Chargé des négociations de paix lors de la guerre de Hollande qui oppose la France et ses alliés aux pays qui formeront plus tard la Quadruple Alliance, l’abbé Dubos publie en 1703 “Les Interests de l’Angleterre mal entendus dans la guerre présente”, dont certains chapitres contiennent des révélations que les Hollandais mettront à profit, ce qui a fait dire à certains que son livre aurait dû être nommé Les Intérêts de l’Angleterre mal entendus par l’abbé Dubos.
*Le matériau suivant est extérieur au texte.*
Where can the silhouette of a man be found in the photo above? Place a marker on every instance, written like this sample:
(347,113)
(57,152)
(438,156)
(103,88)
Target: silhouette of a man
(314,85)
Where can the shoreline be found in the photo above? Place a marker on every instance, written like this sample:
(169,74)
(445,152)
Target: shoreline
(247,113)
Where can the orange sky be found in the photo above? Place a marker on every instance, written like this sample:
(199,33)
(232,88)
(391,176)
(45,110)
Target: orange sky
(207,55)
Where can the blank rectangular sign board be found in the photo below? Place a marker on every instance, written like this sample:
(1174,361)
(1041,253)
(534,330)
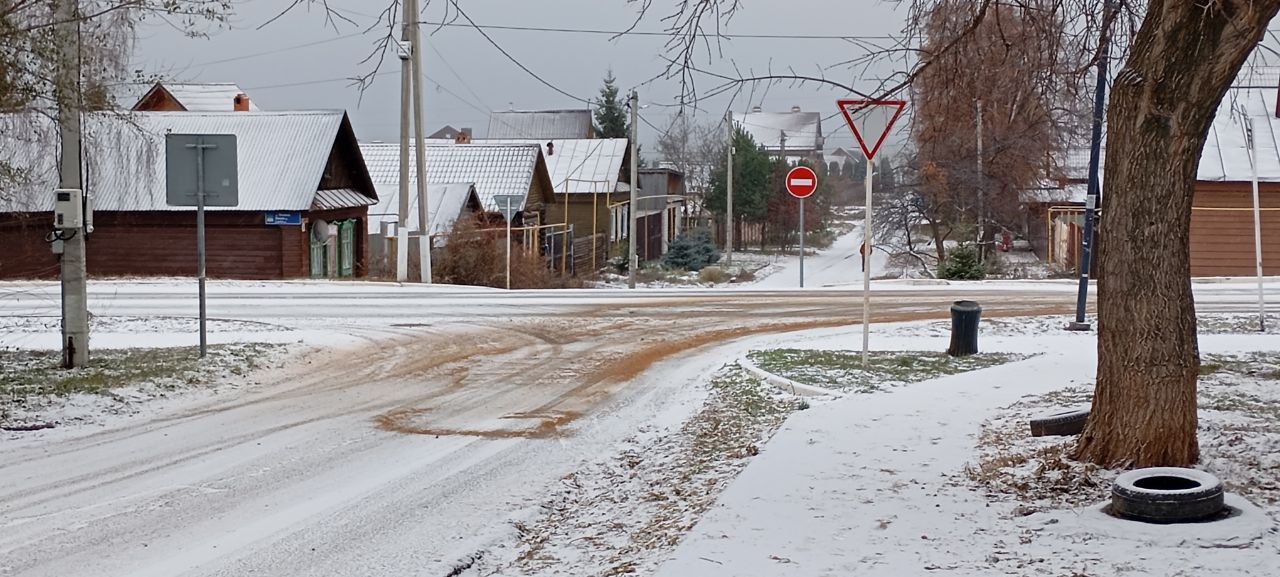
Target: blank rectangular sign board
(222,187)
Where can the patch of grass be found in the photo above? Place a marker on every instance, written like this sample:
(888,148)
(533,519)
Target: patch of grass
(844,370)
(39,372)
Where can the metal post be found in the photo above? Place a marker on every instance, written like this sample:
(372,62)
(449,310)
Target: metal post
(424,228)
(631,207)
(1091,200)
(867,266)
(728,196)
(406,97)
(801,242)
(1257,224)
(510,215)
(982,204)
(200,234)
(73,268)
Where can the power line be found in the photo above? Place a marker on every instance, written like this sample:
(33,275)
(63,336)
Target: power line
(504,53)
(609,32)
(286,49)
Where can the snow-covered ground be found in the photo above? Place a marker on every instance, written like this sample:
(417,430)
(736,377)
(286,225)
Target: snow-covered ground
(876,485)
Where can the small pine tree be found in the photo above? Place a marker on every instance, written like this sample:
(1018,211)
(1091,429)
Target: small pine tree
(691,252)
(963,264)
(611,114)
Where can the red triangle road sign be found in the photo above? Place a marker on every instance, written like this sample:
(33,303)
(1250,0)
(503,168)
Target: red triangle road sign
(871,120)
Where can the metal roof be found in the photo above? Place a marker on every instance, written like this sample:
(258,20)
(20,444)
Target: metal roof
(1226,158)
(540,124)
(496,169)
(444,201)
(803,129)
(280,158)
(579,165)
(209,97)
(341,198)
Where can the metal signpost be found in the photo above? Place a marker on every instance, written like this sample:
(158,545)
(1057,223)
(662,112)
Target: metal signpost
(200,170)
(801,182)
(871,122)
(508,205)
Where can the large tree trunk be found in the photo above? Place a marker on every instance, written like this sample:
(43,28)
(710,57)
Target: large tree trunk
(1182,62)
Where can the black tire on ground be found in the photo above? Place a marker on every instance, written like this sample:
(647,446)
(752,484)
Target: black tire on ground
(1166,495)
(1066,422)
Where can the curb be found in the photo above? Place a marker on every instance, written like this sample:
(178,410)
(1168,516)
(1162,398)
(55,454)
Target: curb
(786,384)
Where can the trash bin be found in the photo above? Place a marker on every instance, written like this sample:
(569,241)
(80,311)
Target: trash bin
(964,328)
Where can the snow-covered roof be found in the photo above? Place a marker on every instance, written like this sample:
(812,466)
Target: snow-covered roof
(444,201)
(1226,158)
(540,124)
(280,158)
(803,129)
(496,169)
(204,97)
(579,165)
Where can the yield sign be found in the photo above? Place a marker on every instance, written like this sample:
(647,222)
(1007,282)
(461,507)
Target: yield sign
(801,182)
(871,120)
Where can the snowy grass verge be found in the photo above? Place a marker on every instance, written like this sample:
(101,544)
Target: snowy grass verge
(625,513)
(37,393)
(842,370)
(1239,436)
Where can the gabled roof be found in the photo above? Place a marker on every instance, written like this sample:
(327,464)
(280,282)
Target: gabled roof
(208,97)
(1226,158)
(444,201)
(280,158)
(542,124)
(496,169)
(579,165)
(803,129)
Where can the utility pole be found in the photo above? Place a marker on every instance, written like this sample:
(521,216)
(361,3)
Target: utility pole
(982,186)
(632,260)
(73,269)
(1091,200)
(728,195)
(424,242)
(405,53)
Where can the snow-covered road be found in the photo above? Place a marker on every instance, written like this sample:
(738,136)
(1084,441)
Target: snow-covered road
(408,445)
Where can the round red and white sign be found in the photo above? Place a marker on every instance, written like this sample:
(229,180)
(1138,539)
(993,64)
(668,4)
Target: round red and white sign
(801,182)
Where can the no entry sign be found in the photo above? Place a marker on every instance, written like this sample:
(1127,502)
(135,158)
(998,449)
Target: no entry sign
(801,182)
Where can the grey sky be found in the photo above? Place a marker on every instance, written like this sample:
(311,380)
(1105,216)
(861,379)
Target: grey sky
(481,79)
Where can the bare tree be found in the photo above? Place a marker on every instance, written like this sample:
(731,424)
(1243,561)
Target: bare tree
(1182,58)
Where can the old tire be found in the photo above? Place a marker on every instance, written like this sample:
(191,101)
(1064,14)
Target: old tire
(1166,495)
(1066,422)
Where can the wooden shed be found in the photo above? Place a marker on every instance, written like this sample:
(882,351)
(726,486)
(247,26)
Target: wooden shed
(304,198)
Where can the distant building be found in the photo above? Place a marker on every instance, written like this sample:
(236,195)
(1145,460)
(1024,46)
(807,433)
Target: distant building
(304,197)
(449,133)
(542,124)
(190,97)
(796,132)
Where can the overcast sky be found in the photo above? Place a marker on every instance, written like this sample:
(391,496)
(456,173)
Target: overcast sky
(469,76)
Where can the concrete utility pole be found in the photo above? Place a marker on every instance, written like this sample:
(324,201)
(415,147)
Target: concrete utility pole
(1091,200)
(728,195)
(982,204)
(424,242)
(406,87)
(73,269)
(634,261)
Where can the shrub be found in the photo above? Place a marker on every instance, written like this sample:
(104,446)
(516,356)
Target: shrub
(691,251)
(713,275)
(963,264)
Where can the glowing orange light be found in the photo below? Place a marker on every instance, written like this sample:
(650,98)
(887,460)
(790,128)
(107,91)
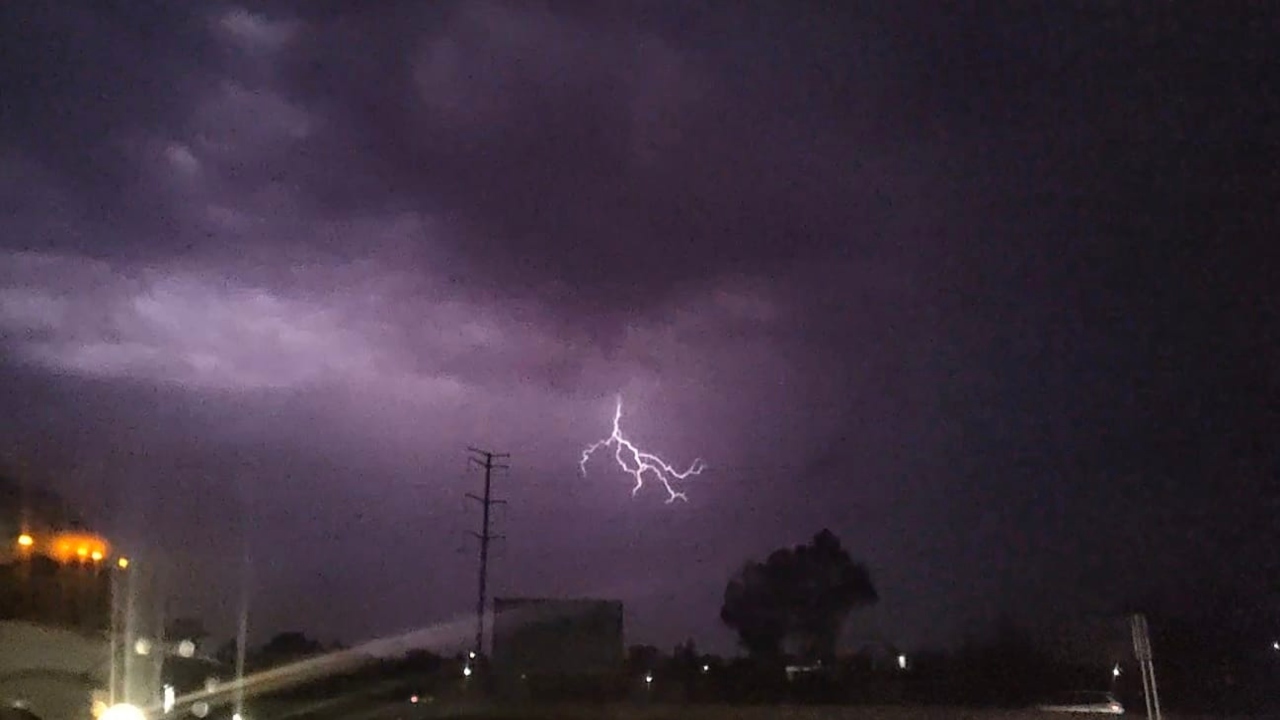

Il s’agit probablement d’un ouvrage de commande fait sur ordre de la cour de France qui lui avait fourni les mémoires. Dubos y fait, sur l’Angleterre, des prédictions funestes qui ne se sont pas réalisées mais il y prédit également que les colonies britanniques en Amérique se révolteraient un jour contre leurs maîtres.

Puis, le régent et le cardinal Dubois firent le même usage, avec le même succès, de ses talents.

Ses nombreux services furent récompensés par des bénéfices et des pensions, et enfin par l’abbaye de Notre-dame de Ressons [1] près de Beauvais, après quoi il abandonna la politique pour se consacrer à l’histoire.

Le 8 janvier 1720, il remplaça à l’Académie l’ abbé Genest , et fut reçu le 3 février 1720 par le marquis de Sainte-Aulaire. Il reçut à l’académie Boivin et Alary et fut nommé secrétaire perpétuel, le 19 novembre 1722, le sixième depuis la fondation de l’Académie, à la mort de Dacier , et fut remplacé lui-même par l’ abbé Houtteville . Sans être de ses familiers, il fréquenta le salon de Mme de Lambert.

Il meurt le 23 mars 1742.

P.-S.

Source : Cet article est partiellement ou en totalité issu de l’article de Notice biographique de l’Académie française et de encyclopédie universalis /

Notes

[1] L’abbaye de Ressons, de l’ordre des Prémontrés, sise dans le Vexin français, dans le doyenné de Chaumon et l’archidiocèse de Rouen, n’était à l’origine qu’un prieuré. Il fut érigé en abbaye en 1125 et reconnut les anciens seigneurs d’Aumont pour ses principaux fondateurs et bienfaiteurs : ils y avaient, à ce titre, droit de sépulture.